His teachers at school don't believe he can spell, as he still hasn't shown them what he can do, given that the alphabet boards in the classroom only have one of each letter. Big A and I though are certain there are many more words he already knows, and we can't wait until he spells them for us.

Saturday, January 1, 2011

Another Year Over

Hello, 2011. Here you are already. As a new year has begun, I look back on the one just gone.

2010 seemed to fly by, but within the 12 months, many things happened. Big A started a new job midyear and then resigned in November. Little A started therapy - twice a week OT, and in the last quarter of the year added a weekly Speech Therapy session and thrice a week sessions with a home behaviour specialist/ shadow teacher.

He still does not speak, but he now reads and spells many words. He still loves to jump, run and climb, but can now sit still in a restaurant and allow us to eat a quick meal.
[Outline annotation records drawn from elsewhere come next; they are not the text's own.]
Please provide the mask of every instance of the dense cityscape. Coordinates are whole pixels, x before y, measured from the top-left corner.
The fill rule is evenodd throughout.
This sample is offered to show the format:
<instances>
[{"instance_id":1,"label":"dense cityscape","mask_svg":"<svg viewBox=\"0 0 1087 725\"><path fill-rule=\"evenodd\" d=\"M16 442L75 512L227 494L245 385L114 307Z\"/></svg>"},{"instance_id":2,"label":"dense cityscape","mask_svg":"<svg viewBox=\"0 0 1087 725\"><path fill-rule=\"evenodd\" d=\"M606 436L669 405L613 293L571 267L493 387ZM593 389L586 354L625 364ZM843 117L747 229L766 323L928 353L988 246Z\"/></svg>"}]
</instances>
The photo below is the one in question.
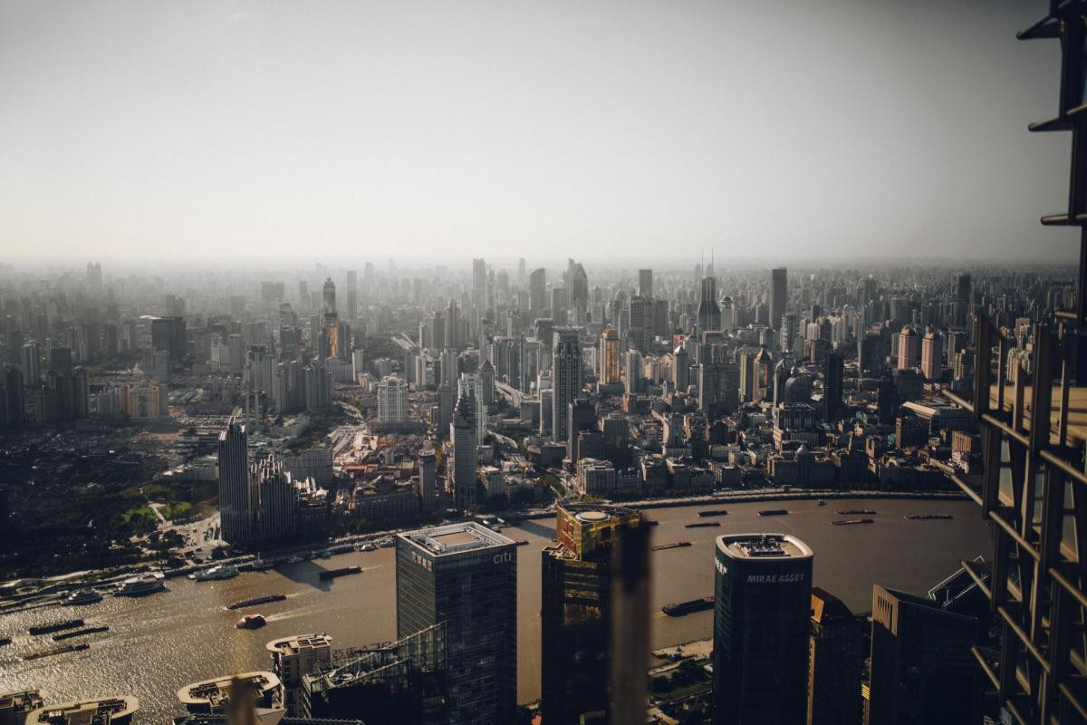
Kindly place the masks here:
<instances>
[{"instance_id":1,"label":"dense cityscape","mask_svg":"<svg viewBox=\"0 0 1087 725\"><path fill-rule=\"evenodd\" d=\"M726 534L703 562L721 573L712 596L664 607L714 609L713 647L655 668L650 716L709 722L716 698L736 704L713 722L752 722L748 707L764 722L929 710L967 722L980 697L952 693L980 692L970 647L989 614L957 560L925 591L872 583L871 609L853 612L813 583L820 552L775 517L860 495L928 499L908 518L951 518L939 501L962 497L954 478L980 460L973 415L941 392L973 388L971 321L1011 330L1009 366L1028 370L1032 325L1071 302L1074 271L717 271L712 258L591 274L574 260L314 265L267 279L9 267L0 399L4 479L20 483L3 489L5 611L92 612L103 595L166 592L174 577L390 546L396 641L334 649L315 615L314 632L268 645L274 666L245 674L262 707L371 724L596 722L620 530L698 504L689 527L732 532L715 505L764 501L763 529ZM829 523L877 527L879 508ZM527 541L501 532L536 518L554 521L554 539L540 698L518 714ZM62 633L96 646L82 620ZM914 651L934 633L936 651ZM71 642L21 634L8 646L18 658L73 657ZM205 690L234 674L180 704L225 712L228 698ZM116 695L132 707L143 693ZM30 691L8 707L39 703Z\"/></svg>"},{"instance_id":2,"label":"dense cityscape","mask_svg":"<svg viewBox=\"0 0 1087 725\"><path fill-rule=\"evenodd\" d=\"M0 0L0 725L1087 723L1041 4Z\"/></svg>"}]
</instances>

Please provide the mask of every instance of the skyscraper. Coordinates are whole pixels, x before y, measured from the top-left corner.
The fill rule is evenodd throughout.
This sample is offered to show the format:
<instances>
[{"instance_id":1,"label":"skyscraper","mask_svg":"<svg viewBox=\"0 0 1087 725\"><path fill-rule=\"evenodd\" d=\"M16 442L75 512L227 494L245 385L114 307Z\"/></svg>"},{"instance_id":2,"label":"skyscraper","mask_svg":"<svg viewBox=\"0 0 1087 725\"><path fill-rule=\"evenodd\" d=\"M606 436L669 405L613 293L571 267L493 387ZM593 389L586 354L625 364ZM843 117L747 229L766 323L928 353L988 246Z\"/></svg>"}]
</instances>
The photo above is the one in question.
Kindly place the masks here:
<instances>
[{"instance_id":1,"label":"skyscraper","mask_svg":"<svg viewBox=\"0 0 1087 725\"><path fill-rule=\"evenodd\" d=\"M544 267L533 270L528 275L528 316L532 320L542 317L547 309L547 271Z\"/></svg>"},{"instance_id":2,"label":"skyscraper","mask_svg":"<svg viewBox=\"0 0 1087 725\"><path fill-rule=\"evenodd\" d=\"M453 443L453 495L460 509L475 505L476 471L479 439L476 432L476 403L466 389L462 389L453 411L450 438Z\"/></svg>"},{"instance_id":3,"label":"skyscraper","mask_svg":"<svg viewBox=\"0 0 1087 725\"><path fill-rule=\"evenodd\" d=\"M471 522L397 536L397 637L446 623L450 725L514 722L516 546Z\"/></svg>"},{"instance_id":4,"label":"skyscraper","mask_svg":"<svg viewBox=\"0 0 1087 725\"><path fill-rule=\"evenodd\" d=\"M714 725L800 725L807 712L812 550L784 534L719 536Z\"/></svg>"},{"instance_id":5,"label":"skyscraper","mask_svg":"<svg viewBox=\"0 0 1087 725\"><path fill-rule=\"evenodd\" d=\"M921 374L934 383L944 374L944 338L932 327L921 338Z\"/></svg>"},{"instance_id":6,"label":"skyscraper","mask_svg":"<svg viewBox=\"0 0 1087 725\"><path fill-rule=\"evenodd\" d=\"M703 277L698 303L698 334L721 329L721 308L717 307L717 279Z\"/></svg>"},{"instance_id":7,"label":"skyscraper","mask_svg":"<svg viewBox=\"0 0 1087 725\"><path fill-rule=\"evenodd\" d=\"M788 271L777 267L770 271L770 326L775 329L782 324L782 315L788 310Z\"/></svg>"},{"instance_id":8,"label":"skyscraper","mask_svg":"<svg viewBox=\"0 0 1087 725\"><path fill-rule=\"evenodd\" d=\"M638 270L638 295L641 297L653 296L653 271Z\"/></svg>"},{"instance_id":9,"label":"skyscraper","mask_svg":"<svg viewBox=\"0 0 1087 725\"><path fill-rule=\"evenodd\" d=\"M252 536L255 496L249 486L246 426L233 418L218 434L218 514L223 540L240 543Z\"/></svg>"},{"instance_id":10,"label":"skyscraper","mask_svg":"<svg viewBox=\"0 0 1087 725\"><path fill-rule=\"evenodd\" d=\"M977 620L922 597L872 589L869 723L978 722L974 697Z\"/></svg>"},{"instance_id":11,"label":"skyscraper","mask_svg":"<svg viewBox=\"0 0 1087 725\"><path fill-rule=\"evenodd\" d=\"M540 714L579 723L608 710L612 546L641 514L613 505L555 507L555 541L542 551Z\"/></svg>"},{"instance_id":12,"label":"skyscraper","mask_svg":"<svg viewBox=\"0 0 1087 725\"><path fill-rule=\"evenodd\" d=\"M808 725L861 722L863 623L837 597L812 587Z\"/></svg>"},{"instance_id":13,"label":"skyscraper","mask_svg":"<svg viewBox=\"0 0 1087 725\"><path fill-rule=\"evenodd\" d=\"M555 327L551 353L552 388L551 437L566 440L566 407L582 393L582 343L577 327Z\"/></svg>"}]
</instances>

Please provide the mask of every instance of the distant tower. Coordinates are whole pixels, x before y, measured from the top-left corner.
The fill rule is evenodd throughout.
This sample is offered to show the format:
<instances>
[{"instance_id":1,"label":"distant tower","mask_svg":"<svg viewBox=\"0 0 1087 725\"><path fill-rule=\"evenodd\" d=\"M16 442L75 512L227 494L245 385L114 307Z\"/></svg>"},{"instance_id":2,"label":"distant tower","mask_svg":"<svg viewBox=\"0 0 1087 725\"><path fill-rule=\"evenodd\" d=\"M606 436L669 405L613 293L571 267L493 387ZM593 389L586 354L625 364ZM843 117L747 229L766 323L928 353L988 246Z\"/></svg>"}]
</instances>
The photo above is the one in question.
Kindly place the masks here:
<instances>
[{"instance_id":1,"label":"distant tower","mask_svg":"<svg viewBox=\"0 0 1087 725\"><path fill-rule=\"evenodd\" d=\"M653 296L652 270L638 270L638 295L641 297Z\"/></svg>"},{"instance_id":2,"label":"distant tower","mask_svg":"<svg viewBox=\"0 0 1087 725\"><path fill-rule=\"evenodd\" d=\"M783 534L719 536L714 564L714 725L801 725L812 550Z\"/></svg>"},{"instance_id":3,"label":"distant tower","mask_svg":"<svg viewBox=\"0 0 1087 725\"><path fill-rule=\"evenodd\" d=\"M249 486L247 443L246 426L234 420L218 434L218 514L228 543L252 536L255 496Z\"/></svg>"},{"instance_id":4,"label":"distant tower","mask_svg":"<svg viewBox=\"0 0 1087 725\"><path fill-rule=\"evenodd\" d=\"M701 297L698 303L698 334L721 329L721 308L717 307L717 279L702 278Z\"/></svg>"},{"instance_id":5,"label":"distant tower","mask_svg":"<svg viewBox=\"0 0 1087 725\"><path fill-rule=\"evenodd\" d=\"M463 390L453 411L450 426L453 442L453 492L459 509L475 507L476 466L479 457L479 439L476 435L476 403Z\"/></svg>"},{"instance_id":6,"label":"distant tower","mask_svg":"<svg viewBox=\"0 0 1087 725\"><path fill-rule=\"evenodd\" d=\"M777 329L782 324L782 315L788 310L789 283L785 267L770 271L770 326Z\"/></svg>"},{"instance_id":7,"label":"distant tower","mask_svg":"<svg viewBox=\"0 0 1087 725\"><path fill-rule=\"evenodd\" d=\"M551 438L566 440L566 407L582 395L582 343L577 327L555 327L551 353Z\"/></svg>"}]
</instances>

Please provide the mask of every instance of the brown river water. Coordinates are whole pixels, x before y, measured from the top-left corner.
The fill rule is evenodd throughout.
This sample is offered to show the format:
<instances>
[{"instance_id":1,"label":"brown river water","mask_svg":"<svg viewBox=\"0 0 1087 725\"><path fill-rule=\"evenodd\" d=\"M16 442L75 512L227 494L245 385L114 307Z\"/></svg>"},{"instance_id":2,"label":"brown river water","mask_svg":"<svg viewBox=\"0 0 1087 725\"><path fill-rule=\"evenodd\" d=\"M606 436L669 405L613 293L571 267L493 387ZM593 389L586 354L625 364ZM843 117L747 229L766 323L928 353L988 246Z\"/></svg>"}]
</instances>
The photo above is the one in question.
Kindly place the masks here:
<instances>
[{"instance_id":1,"label":"brown river water","mask_svg":"<svg viewBox=\"0 0 1087 725\"><path fill-rule=\"evenodd\" d=\"M728 515L700 520L703 508L726 508ZM785 508L787 516L762 517L760 509ZM876 523L832 526L837 509L874 509ZM908 513L950 513L953 521L908 521ZM854 612L872 609L872 585L924 593L952 573L961 559L989 554L990 534L977 507L963 501L829 500L780 503L722 503L647 511L660 525L653 541L687 539L694 546L652 553L653 647L712 636L712 612L669 617L667 602L712 593L713 539L726 533L784 533L805 541L815 552L814 584L841 598ZM721 527L684 528L697 521ZM553 518L524 522L505 529L517 548L517 699L539 697L540 550L551 539ZM328 560L243 573L226 582L171 579L168 591L141 599L107 597L88 607L50 607L0 616L0 692L38 687L48 701L77 697L135 695L137 722L162 723L182 714L175 692L187 683L223 674L271 668L265 642L293 634L326 633L334 647L360 646L396 636L395 549L352 552ZM323 568L359 564L362 574L320 582ZM284 593L287 599L226 611L241 599ZM242 613L261 613L267 626L236 629ZM24 661L26 654L54 646L48 636L30 637L27 628L84 617L110 630L90 635L89 650ZM79 639L70 640L72 642ZM65 642L67 643L67 642Z\"/></svg>"}]
</instances>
He tolerates noisy places and birthday parties and has become more consistent in following instructions.

We did not travel out of the country in 2010, a first since Little A was born. We did make several local trips, to the mountains and the beach. I read 200 books, and the little shop that started in November 2009 just celebrated its first birthday. I managed two exercise classes and a few more book discussions.

All in all, a good year. Looking forward to the new one, as at the end of this month, Big A and I celebrate 10 years of knowing each other and 5 years of marriage. We also have milestone birthdays to look forward to. Cheers to a bright 2011!